Sunday, February 7, 2010

Book 10: Forbidden fruit

If you like cooking, cats and crime (three special things for me!), Kerry Greenwood's Corinna Chapman series is for you! Forbidden fruit (Allen & Unwin, 2009) is the fifth book in the series about Corinna, the baker and reluctant investigator, and the amazing group of people who live in her Insula in the Melbourne CBD. The book is redolent of smells of baking and other types of food and cooking and drinking and eating and I just love the cat characters, Horatio, The Mouse Police, Belladonna and the other minor cat players. The author obviously knows cats and I enjoyed finishing the last couple of chapters in bed this morning with Hecuba and Xena who had retired for post-breakfast naps. Serena the flower-selling donkey also plays quite a part in this story set in the lead-up to Christmas, as do other traditional (and nontraditional) crib animals.

The storyline may be a bit slight and I did work out part of the plot in advance, but it is a good cosy crime read set in a city I know and in places I enjoy recognizing such as the Abbotsford convent, the Collingwood Children's Farm and the old CUB site. As always with Greenwood novels, the sense of place this book conveys is an important part of my enjoyment. The scene is a sizzling Melbourne in the lead-up to Christmas: Corinna hates Christmas and the hype but carols, Christmas cooking, freegans, vegans, a crazy religious cult, gypsies and two young runaways all have a role to play as the plot unfolds and all ends happily on Christmas Day. Dion Monk is only a minor character in this book but I always savour his character and particularly the wordplay which creates his name. Vale ADP! The wordplay is such a fitting trigger to memories of one whose way with words was legendary.

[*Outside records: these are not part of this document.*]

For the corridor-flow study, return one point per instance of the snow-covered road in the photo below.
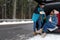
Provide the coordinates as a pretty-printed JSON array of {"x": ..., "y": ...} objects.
[{"x": 48, "y": 37}]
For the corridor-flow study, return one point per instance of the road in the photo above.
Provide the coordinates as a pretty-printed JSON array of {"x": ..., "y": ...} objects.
[{"x": 16, "y": 31}]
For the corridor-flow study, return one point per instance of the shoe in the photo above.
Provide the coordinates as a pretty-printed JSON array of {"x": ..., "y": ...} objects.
[{"x": 39, "y": 31}]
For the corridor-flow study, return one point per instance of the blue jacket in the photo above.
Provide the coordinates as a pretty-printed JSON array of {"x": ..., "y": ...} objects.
[
  {"x": 54, "y": 20},
  {"x": 36, "y": 15}
]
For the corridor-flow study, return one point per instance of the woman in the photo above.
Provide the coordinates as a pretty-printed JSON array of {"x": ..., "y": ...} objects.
[{"x": 51, "y": 22}]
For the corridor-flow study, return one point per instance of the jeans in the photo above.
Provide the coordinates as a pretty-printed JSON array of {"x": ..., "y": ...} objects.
[
  {"x": 48, "y": 25},
  {"x": 39, "y": 25}
]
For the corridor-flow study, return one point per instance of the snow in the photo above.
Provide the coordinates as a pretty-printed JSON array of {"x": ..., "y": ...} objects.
[
  {"x": 22, "y": 22},
  {"x": 48, "y": 37}
]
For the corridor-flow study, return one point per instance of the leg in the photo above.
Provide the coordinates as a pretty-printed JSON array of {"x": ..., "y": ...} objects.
[
  {"x": 47, "y": 25},
  {"x": 39, "y": 27}
]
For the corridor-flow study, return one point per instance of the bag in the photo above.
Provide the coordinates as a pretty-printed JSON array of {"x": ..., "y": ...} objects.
[{"x": 35, "y": 17}]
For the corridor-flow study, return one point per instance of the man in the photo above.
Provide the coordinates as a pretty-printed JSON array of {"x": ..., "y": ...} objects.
[{"x": 38, "y": 17}]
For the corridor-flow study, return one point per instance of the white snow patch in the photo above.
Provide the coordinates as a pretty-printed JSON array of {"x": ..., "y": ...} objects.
[
  {"x": 22, "y": 22},
  {"x": 48, "y": 37}
]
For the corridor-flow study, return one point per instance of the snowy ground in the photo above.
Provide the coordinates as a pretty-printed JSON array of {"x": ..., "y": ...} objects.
[
  {"x": 48, "y": 37},
  {"x": 26, "y": 34}
]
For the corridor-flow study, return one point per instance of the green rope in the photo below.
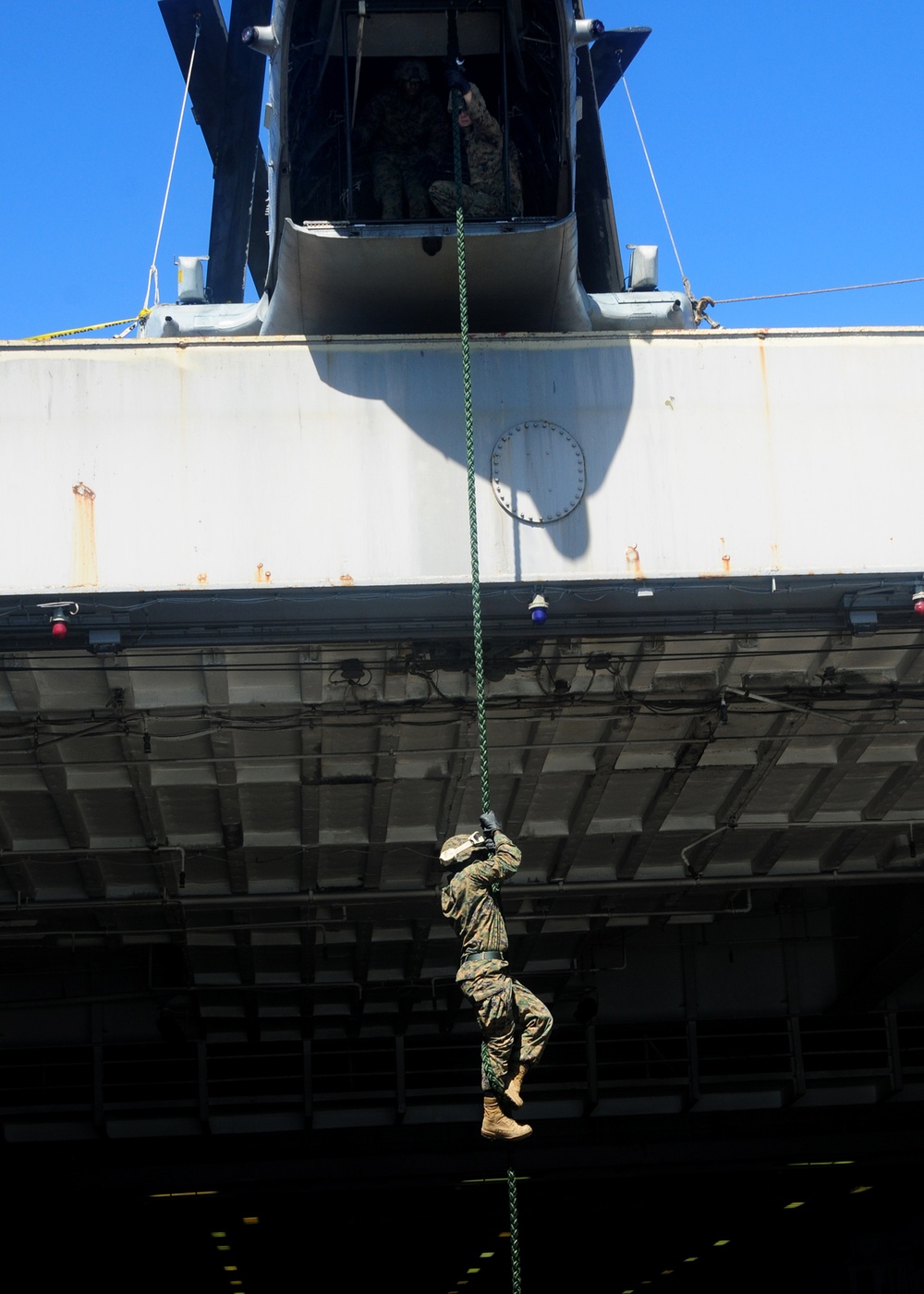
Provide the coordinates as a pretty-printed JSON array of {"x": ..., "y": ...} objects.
[
  {"x": 514, "y": 1232},
  {"x": 470, "y": 461},
  {"x": 477, "y": 616},
  {"x": 497, "y": 1086}
]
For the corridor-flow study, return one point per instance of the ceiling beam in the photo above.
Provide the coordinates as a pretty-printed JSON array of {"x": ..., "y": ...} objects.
[{"x": 694, "y": 741}]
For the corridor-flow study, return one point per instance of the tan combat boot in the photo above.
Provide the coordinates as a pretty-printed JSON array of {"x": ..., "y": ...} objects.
[
  {"x": 513, "y": 1091},
  {"x": 497, "y": 1128}
]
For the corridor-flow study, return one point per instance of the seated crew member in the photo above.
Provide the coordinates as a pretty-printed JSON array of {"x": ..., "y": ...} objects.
[
  {"x": 483, "y": 142},
  {"x": 514, "y": 1022},
  {"x": 406, "y": 128}
]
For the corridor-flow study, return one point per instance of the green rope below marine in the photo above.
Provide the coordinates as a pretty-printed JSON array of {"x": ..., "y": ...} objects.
[
  {"x": 497, "y": 1086},
  {"x": 470, "y": 461},
  {"x": 477, "y": 615}
]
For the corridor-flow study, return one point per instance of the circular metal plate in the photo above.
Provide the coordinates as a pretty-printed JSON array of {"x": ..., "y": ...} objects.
[{"x": 537, "y": 472}]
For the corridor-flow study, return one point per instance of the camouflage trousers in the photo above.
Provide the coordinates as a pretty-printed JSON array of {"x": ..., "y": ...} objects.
[
  {"x": 516, "y": 1025},
  {"x": 478, "y": 206},
  {"x": 395, "y": 177}
]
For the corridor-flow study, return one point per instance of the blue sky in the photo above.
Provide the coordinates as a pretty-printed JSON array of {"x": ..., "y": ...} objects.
[{"x": 785, "y": 139}]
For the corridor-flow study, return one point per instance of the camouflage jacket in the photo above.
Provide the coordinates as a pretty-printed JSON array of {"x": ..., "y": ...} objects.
[
  {"x": 468, "y": 903},
  {"x": 409, "y": 128},
  {"x": 483, "y": 144}
]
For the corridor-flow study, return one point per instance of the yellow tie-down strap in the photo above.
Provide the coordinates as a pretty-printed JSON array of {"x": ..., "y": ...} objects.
[{"x": 91, "y": 327}]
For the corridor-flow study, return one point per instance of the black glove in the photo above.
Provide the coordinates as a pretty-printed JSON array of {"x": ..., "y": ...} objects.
[
  {"x": 457, "y": 79},
  {"x": 490, "y": 824}
]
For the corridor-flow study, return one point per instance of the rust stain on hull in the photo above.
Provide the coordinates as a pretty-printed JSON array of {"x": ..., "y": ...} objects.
[
  {"x": 633, "y": 563},
  {"x": 84, "y": 572}
]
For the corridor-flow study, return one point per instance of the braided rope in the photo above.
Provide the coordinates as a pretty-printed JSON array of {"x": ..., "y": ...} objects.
[
  {"x": 470, "y": 461},
  {"x": 514, "y": 1228},
  {"x": 497, "y": 1084}
]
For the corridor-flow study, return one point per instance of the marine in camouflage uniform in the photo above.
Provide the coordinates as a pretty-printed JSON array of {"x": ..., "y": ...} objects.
[
  {"x": 407, "y": 129},
  {"x": 514, "y": 1022},
  {"x": 483, "y": 142}
]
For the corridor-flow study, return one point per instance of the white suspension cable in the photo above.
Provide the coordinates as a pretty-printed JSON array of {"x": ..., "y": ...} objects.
[
  {"x": 699, "y": 306},
  {"x": 651, "y": 172},
  {"x": 152, "y": 272}
]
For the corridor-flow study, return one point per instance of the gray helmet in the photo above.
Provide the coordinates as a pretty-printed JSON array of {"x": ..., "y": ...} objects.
[{"x": 412, "y": 68}]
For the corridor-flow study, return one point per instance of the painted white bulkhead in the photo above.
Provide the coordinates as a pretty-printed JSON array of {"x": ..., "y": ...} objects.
[{"x": 239, "y": 462}]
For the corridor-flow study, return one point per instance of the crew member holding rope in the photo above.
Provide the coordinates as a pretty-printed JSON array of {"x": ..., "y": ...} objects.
[
  {"x": 514, "y": 1022},
  {"x": 485, "y": 197}
]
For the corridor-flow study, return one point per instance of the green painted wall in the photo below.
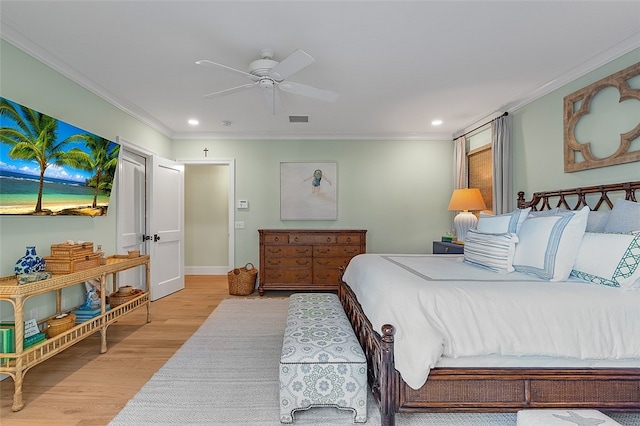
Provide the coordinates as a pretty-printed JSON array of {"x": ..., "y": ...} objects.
[
  {"x": 397, "y": 190},
  {"x": 538, "y": 138},
  {"x": 31, "y": 83}
]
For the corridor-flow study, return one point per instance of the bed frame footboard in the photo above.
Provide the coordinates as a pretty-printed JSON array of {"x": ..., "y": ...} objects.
[{"x": 486, "y": 389}]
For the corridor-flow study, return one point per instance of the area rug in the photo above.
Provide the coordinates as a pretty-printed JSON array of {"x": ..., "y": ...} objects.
[{"x": 227, "y": 374}]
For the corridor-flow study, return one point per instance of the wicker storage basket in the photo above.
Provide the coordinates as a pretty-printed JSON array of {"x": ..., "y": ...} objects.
[
  {"x": 116, "y": 299},
  {"x": 60, "y": 324},
  {"x": 58, "y": 265},
  {"x": 71, "y": 251},
  {"x": 242, "y": 281}
]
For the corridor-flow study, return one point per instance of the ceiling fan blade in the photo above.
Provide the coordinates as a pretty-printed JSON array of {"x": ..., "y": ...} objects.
[
  {"x": 309, "y": 91},
  {"x": 231, "y": 90},
  {"x": 291, "y": 65},
  {"x": 272, "y": 98},
  {"x": 226, "y": 68}
]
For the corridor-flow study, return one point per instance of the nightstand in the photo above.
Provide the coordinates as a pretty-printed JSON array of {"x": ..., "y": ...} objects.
[{"x": 440, "y": 247}]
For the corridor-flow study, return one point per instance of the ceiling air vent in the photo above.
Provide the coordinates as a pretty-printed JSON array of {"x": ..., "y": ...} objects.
[{"x": 298, "y": 119}]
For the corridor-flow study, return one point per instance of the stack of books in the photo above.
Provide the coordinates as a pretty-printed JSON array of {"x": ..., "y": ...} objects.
[
  {"x": 83, "y": 315},
  {"x": 6, "y": 341},
  {"x": 33, "y": 340}
]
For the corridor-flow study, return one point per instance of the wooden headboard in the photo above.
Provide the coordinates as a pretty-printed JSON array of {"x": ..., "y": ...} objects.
[{"x": 573, "y": 199}]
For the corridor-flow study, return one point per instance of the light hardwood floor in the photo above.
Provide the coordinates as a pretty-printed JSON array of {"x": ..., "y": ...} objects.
[{"x": 80, "y": 386}]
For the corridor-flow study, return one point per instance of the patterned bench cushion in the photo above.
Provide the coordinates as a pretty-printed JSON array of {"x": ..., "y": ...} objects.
[{"x": 322, "y": 363}]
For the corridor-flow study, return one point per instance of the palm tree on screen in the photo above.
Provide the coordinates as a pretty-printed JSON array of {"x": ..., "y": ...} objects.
[
  {"x": 34, "y": 138},
  {"x": 102, "y": 160}
]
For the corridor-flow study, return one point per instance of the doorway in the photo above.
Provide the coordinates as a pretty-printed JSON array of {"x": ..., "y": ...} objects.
[{"x": 209, "y": 216}]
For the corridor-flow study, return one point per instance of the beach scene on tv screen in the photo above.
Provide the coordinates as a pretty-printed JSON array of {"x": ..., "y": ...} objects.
[{"x": 49, "y": 167}]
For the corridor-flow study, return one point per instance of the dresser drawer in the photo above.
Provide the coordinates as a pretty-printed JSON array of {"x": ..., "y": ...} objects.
[
  {"x": 306, "y": 259},
  {"x": 312, "y": 239},
  {"x": 350, "y": 239},
  {"x": 326, "y": 276},
  {"x": 287, "y": 275},
  {"x": 330, "y": 262},
  {"x": 288, "y": 262},
  {"x": 288, "y": 251},
  {"x": 336, "y": 251}
]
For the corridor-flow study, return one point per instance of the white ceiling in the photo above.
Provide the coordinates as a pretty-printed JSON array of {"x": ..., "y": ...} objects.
[{"x": 397, "y": 65}]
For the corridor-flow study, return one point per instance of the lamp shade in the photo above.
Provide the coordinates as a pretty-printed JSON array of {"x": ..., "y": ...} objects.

And, of course, there are recipes included so you can try your skills. I always like the good press Kerry gives to public libraries and Forbidden fruit is no different. In the recipe section (p. 299) she advises: "Borrow an armload of vegie cookbooks from the library and see which one makes you hungry as you read." What great advice!

I've been slack about this series. I really enjoyed the first, Earthly delights, and loved Dion Monk there but I hadn't read any others until now when Forbidden fruit leapt out asking me to buy it while I was browsing on the Benn's Books stand at Sisters in Crime on Friday. I had better get on to the other ones and find out what some of the allusions in this one refer to. Don't be put off by that! This book forms part of a series but is perfectly able to be read as a stand alone story. Meanwhile, I have another three books to put on my "to-read" list: Heavenly pleasures, Devil's food, and Trick or treat!

Saturday, February 6, 2010

Kiss of Death book trailer

Now I haven't quite read this one yet but it is on my "To read" list, particularly after seeing PD Martin at the Sisters in Crime event last night!

Tuesday, February 2, 2010

Book 9: The Seventh sinner



Yeah right, I am reading. I simply cannot imagine trying to live up to @ladymidnight's aim this year of 365 books! Gulp! I am up to nine and she must be well into 30s. And yes it's still a bit of the old favourites. I can't remember when I first read this Elizabeth Peters which is the first in her series about Jacqueline the librarian. I love this book - as an archaeology loving librarian - and as a mystery reader. I've been to San Clemente - not long after this book was published in 1974 - and I was living at the British School at Athens when it came out so a lot of the stuff is very familiar. I'm not going to do a spoiler and tell the story. Just note that, if you like archaeology, Rome, librarians and crime, it's a great read. There are a number of other Elizabeth Peters books which feature Jacqueline - in various guises.

When I was reading The Seventh sinner I was struck by the following statement by Jacqueline explaining why she read so many mysteries: "Detective stories are among the few types of literature you can pick up and put down a dozen times per day" (The Seventh sinner p97 ). Jacqueline was explaining how she had read them when she was working in a quiet small town US public library. I have never worked in a quiet public library nor have I ever had time to read mysteries on the job, but I do know that when I am stuffed picking up an old favourite mystery is very relaxing and I can pick it up and put it down quite a few times!